With a record 65.6 million people forcibly uprooted from their homes by violence and persecution, UN Secretary-General António Guterres has called on the international community to provide support and solidarity. “We reflect on the courage of those who fled and the compassion of those who welcome them,” he said in a video message. The UN chief says more people than ever in our lifetimes are fleeing war, disasters and persecution. “Hardship, separation, death,” Mr. Guterres said, recalling nightmare stories heard from refugees and displaced people, whose numbers rose 300,000 since the end of 2015.
According to a report by the Office of the UN High Commissioner for Refugees (UNHCR) conflicts have displaced 12 million Syrians, 7.7 million Colombians, 4.7 million Afghans and 4.2 million Iraqis. Despite the hardships of fleeing with nothing, “they never lose their dreams for their children or their desire to better our world,” Mr. Guterres said. “They ask for little – only our support in their time of greatest need and our solidarity.” The UN chief says it is “so inspiring to see countries with the least doing the most for refugees.” According to the report, about 84 per cent of the refugees were in low-or middle-income countries by the end of last year. Of that figure, one in every three people, roughly 4.9 million were hosted by the least developed countries.
In his remarks, UN High Commissioner Filippo Grandi says the World Refugee Day is also a moment to recognize those communities and people who receive refugees and the internally displaced in their midst, offering them a safe place, and welcoming them in their societies. In a world in which uncertainty often abounds; economic instability, political upheaval and violence close to home, “can make us want to shut our eyes or close our doors. But fear and exclusion will not lead us to a better place – they can only lead to barriers, alienation and despair,” he stresses.

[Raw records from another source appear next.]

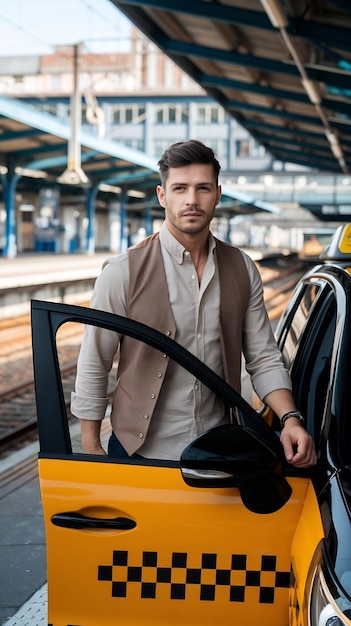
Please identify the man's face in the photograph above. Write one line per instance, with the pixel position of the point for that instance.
(189, 198)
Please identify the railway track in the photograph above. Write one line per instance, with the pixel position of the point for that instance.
(17, 397)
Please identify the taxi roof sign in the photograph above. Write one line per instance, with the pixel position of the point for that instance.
(340, 245)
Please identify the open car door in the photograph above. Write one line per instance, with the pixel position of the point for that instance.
(220, 538)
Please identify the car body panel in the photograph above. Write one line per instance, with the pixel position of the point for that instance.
(134, 542)
(194, 556)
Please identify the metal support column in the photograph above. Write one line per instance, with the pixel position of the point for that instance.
(123, 222)
(9, 182)
(91, 197)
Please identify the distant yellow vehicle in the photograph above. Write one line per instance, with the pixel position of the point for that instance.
(229, 535)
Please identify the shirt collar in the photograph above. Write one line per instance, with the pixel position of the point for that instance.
(175, 248)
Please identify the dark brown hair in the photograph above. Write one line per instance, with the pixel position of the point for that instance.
(185, 153)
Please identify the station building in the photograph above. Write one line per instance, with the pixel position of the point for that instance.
(140, 99)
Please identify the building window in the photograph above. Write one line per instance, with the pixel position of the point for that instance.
(249, 148)
(55, 82)
(171, 113)
(128, 114)
(211, 114)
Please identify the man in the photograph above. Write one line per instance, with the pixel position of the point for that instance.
(205, 294)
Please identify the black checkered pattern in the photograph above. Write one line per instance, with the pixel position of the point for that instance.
(121, 574)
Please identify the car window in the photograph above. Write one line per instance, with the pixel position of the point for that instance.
(307, 353)
(296, 321)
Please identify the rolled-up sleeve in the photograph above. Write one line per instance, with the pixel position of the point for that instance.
(99, 347)
(263, 359)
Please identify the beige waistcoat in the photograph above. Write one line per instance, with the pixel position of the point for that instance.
(141, 368)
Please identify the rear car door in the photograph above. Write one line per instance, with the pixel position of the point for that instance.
(132, 542)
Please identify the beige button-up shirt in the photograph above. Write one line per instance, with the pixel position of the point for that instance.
(185, 407)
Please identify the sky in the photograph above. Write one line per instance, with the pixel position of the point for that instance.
(36, 27)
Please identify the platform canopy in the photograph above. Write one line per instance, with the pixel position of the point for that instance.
(34, 148)
(282, 68)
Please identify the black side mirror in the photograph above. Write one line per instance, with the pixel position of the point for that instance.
(232, 456)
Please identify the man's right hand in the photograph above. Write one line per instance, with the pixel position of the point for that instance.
(91, 442)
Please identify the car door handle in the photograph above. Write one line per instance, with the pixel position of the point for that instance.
(78, 521)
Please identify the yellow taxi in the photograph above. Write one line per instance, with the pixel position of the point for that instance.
(230, 534)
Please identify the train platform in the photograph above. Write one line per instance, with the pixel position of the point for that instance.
(22, 541)
(56, 277)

“It’s time to change this trajectory. And for the better,” he states, noting that in countless communities, including in the poorest countries that host the vast majority of the world’s refugees, business people, faith communities, teachers, journalists and many more are joining together to provide refuge to the displaced and foster their inclusion in their societies. Inclusion requires opening our minds, hearts and communities to refugees. It requires a whole of society approach,” Mr. Grandi says. World Refugee Day is a moment to ask what each of us can do to overcome indifference or fear and embrace the idea of inclusion, “to welcome refugees to our own communities, and to counter narratives that would seek to exclude and marginalize refugees and other uprooted people,” he emphasizes.
The UN reports come amid a hard line by the newly elected United States President Donald Trump who has virtually banned the entry of any more refugees. Britain also has been taking a similar stand but new Prime Minister Theresa May has been left dismayed and disfigured, with a stunning set-back at the June 8 general election, the towering inferno at the 24-storey apartment complex in West London and Monday’s midnight attack near a London mosque.
On the eve of the World Refugee Day, UNHCR received information about three new shipwrecks in the Mediterranean. It is feared that at least 130 people were dead or missing. Whatever the unpredictable Donald Trump may be doing or undoing, all our religions tell us that it is our sacred duty to give shelter to the homeless and that is what we need to do, discarding the trump cards from hell.